Há, grosso modo, uma invariante de cunho estético-informacional a atravessar toda a obra poética de Oliveira Silveira. Refiro-me, naturalmente, àquilo que muitos dos estudiosos de sua poesia chamariam talvez de “o compromisso com as causas negras”. Não entrarei no mérito da questão que aqui vai implícita, isto é, se a poesia teria outras motivações que não as suas próprias, ou se sua “legitimidade” se pautaria fora dela mesma, etc. Digamos, para todos os efeitos, que não conceder atenção ao fato de que a poesia de Oliveira se projeta para além das definições e marcos estabelecidos, não importa por que tipo de embate político, não a torna menos pertinente, inclusive mesmo, para os interesses da causa negra. Por outro lado, desconhecer essa pulsão radicada na estrutura significante da linguagem do autor de Roteiro dos tantãs (1981) seria um falsear crítico, ou um purismo retrô.

O ponto não é esse. Para o bem ou para o mal, esse aspecto de sua obra há muito se tornou como que um fait accompli. Isto está dado. Mas o próprio Oliveira resolvia a coisa para si do seguinte modo, citava o episódio em que Murilo Mendes (1901-1975) uma vez se manifestara sobre seus primeiros livros, marcados por um nítido e “participante” catolicismo. O poeta mineiro, em resposta aos que objetavam, às vezes veladamente e outras frontalmente, o posicionamento estético que resolvera trilhar, se afirmava um “poeta, católico”, mas prontamente complementava, dizendo: “a ênfase está na vírgula”. Assim, Oliveira Silveira não tinha trauma nenhum em se manifestar ou em se deixar reconhecer como um “poeta, negro”, desde que ninguém desprezasse essa vírgula — irritantemente indecidível para uns e outros — imiscuída entre os dois termos. O qualificativo que vem após a vírgula, católico, negro, etc., não é de modo nenhum irrelevante, mas, antes, e tal como o papel da significação no poema, apenas secundário. Ou melhor, trata-se de uma vereda por meio da qual podemos empreender uma leitura possível, provável.

E no tocante a essas questões, Anotações à margem representa também um feliz desvio. Vale dizer, talvez seja sua obra menos negra ou, quem sabe, a experiência mais intrínseca e desanuviada que Oliveira teve com o seu “compromisso histórico” e étnico.
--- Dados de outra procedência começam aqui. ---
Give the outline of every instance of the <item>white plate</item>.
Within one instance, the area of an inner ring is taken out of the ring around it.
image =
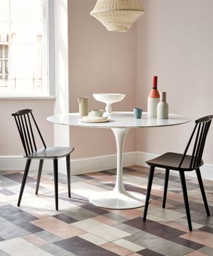
[[[108,117],[98,117],[87,116],[80,118],[79,121],[84,123],[105,123],[108,122],[110,119],[110,118]]]

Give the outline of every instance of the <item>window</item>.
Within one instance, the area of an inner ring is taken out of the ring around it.
[[[0,95],[49,95],[47,0],[0,0]]]

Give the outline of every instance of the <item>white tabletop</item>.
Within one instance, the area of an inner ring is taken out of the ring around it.
[[[104,115],[105,116],[105,115]],[[96,128],[140,128],[177,125],[188,123],[188,117],[178,115],[169,114],[168,119],[158,119],[147,117],[143,113],[141,119],[134,119],[133,112],[113,112],[110,119],[106,123],[84,123],[80,121],[78,113],[59,114],[47,117],[47,120],[61,125]]]

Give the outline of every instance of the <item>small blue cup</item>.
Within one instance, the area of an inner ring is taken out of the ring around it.
[[[134,118],[141,118],[142,113],[142,109],[141,107],[134,107],[133,109]]]

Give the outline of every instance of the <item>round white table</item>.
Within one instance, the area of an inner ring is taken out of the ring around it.
[[[117,149],[116,183],[112,191],[92,195],[89,201],[93,205],[109,209],[132,209],[144,205],[145,196],[136,192],[128,192],[122,182],[123,147],[126,135],[130,128],[158,127],[177,125],[188,123],[190,118],[170,114],[168,119],[147,117],[143,113],[141,119],[134,119],[132,112],[114,112],[106,123],[84,123],[79,120],[78,113],[60,114],[47,117],[47,120],[58,124],[93,128],[111,129]]]

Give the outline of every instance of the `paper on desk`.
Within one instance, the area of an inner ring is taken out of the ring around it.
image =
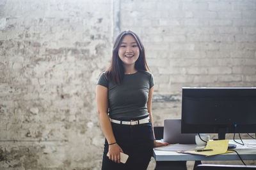
[[[195,144],[171,144],[164,146],[160,146],[154,148],[155,150],[161,151],[182,151],[182,150],[195,150],[196,148],[196,145]]]
[[[204,152],[196,152],[196,150],[187,150],[183,152],[184,153],[202,155],[205,156],[211,156],[219,154],[223,154],[226,153],[232,152],[228,150],[228,140],[217,140],[217,141],[209,141],[206,145],[205,150],[211,149],[211,151],[204,151]]]

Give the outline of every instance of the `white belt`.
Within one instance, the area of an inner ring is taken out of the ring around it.
[[[115,119],[112,119],[109,118],[110,122],[115,123],[115,124],[123,124],[123,125],[138,125],[138,124],[147,124],[149,122],[149,117],[147,117],[146,118],[144,118],[141,120],[131,120],[131,121],[121,121],[121,120],[116,120]]]

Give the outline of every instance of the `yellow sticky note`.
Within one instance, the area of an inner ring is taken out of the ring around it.
[[[197,152],[196,150],[187,150],[183,152],[185,153],[202,155],[205,156],[211,156],[218,154],[232,152],[228,151],[228,140],[209,141],[207,142],[204,150],[211,150],[209,151]]]

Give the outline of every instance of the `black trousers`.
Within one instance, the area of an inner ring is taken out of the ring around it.
[[[102,170],[147,169],[153,153],[154,137],[150,122],[130,125],[111,123],[117,143],[129,155],[126,163],[115,163],[106,156],[108,143],[105,139]]]

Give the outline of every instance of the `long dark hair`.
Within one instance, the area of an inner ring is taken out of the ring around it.
[[[106,76],[108,80],[112,81],[114,83],[120,85],[124,76],[124,69],[123,62],[118,56],[118,50],[123,38],[126,35],[131,35],[134,39],[140,49],[140,55],[135,62],[135,69],[138,71],[143,70],[150,71],[147,64],[145,55],[144,46],[139,37],[130,30],[122,32],[115,41],[113,49],[112,60],[110,66],[106,71]]]

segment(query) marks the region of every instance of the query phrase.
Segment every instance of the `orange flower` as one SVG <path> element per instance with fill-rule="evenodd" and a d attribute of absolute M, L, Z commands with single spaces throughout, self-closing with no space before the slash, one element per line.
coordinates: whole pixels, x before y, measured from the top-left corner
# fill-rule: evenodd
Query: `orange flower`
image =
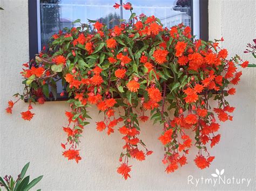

Mas o livro não é melhor nem pior por causa disso. Tal situação apenas o singulariza.

Em Anotações à margem o poeta se percebe no inverno da sua idade. Oliveira haure algumas gotas de niilina para poder enfrentar as perdas e a “perspectiva do fim”, e fica um pouco mais rude e dado à filosofemas enfeixados numa dicção que alude a “quadras ao gosto popular”: “Quando eu morrer/ não vou pro céu, vou prà terra./ Apaga-se a chama da vela/ e se extingue o calor que ficou nela./ O resto é com os outros.// Céu ou céu, Terra ou terra,/ tanto faz./ Ou tanto fez”, (“Notas soltas”). Em outro poema, Oliveira Silveira saúda a saudade simulando uma melopéia quase naïf que diz: “Dei ô de casa na frente,/ bati na porta, ninguém abria./ Dei a volta pelos fundos,/ entrei na casa, vazia.”. Modelo de redondilha maior. Notar o uso funcional da anáfora: “Dei ô de casa...”, “Dei a volta...”; do ponto de vista da acentuação não há nenhuma palavra com mais de três sílabas, fato esteticamente significante num poema que encarece a figura da oralidade e do coloquial feito fala que apela ao canto; e, finalmente, em “entrei na casa, vazia”, a presença desta “vírgulágrima” (sirvo-me do compósito verbal criado por Décio Pignatari) incrustada na ostra involucrada do texto, iconização do profundo silêncio, tristeza átona, elipse a deslocar para mais além o que poderia ter sido, passo malogrado em direção à origem.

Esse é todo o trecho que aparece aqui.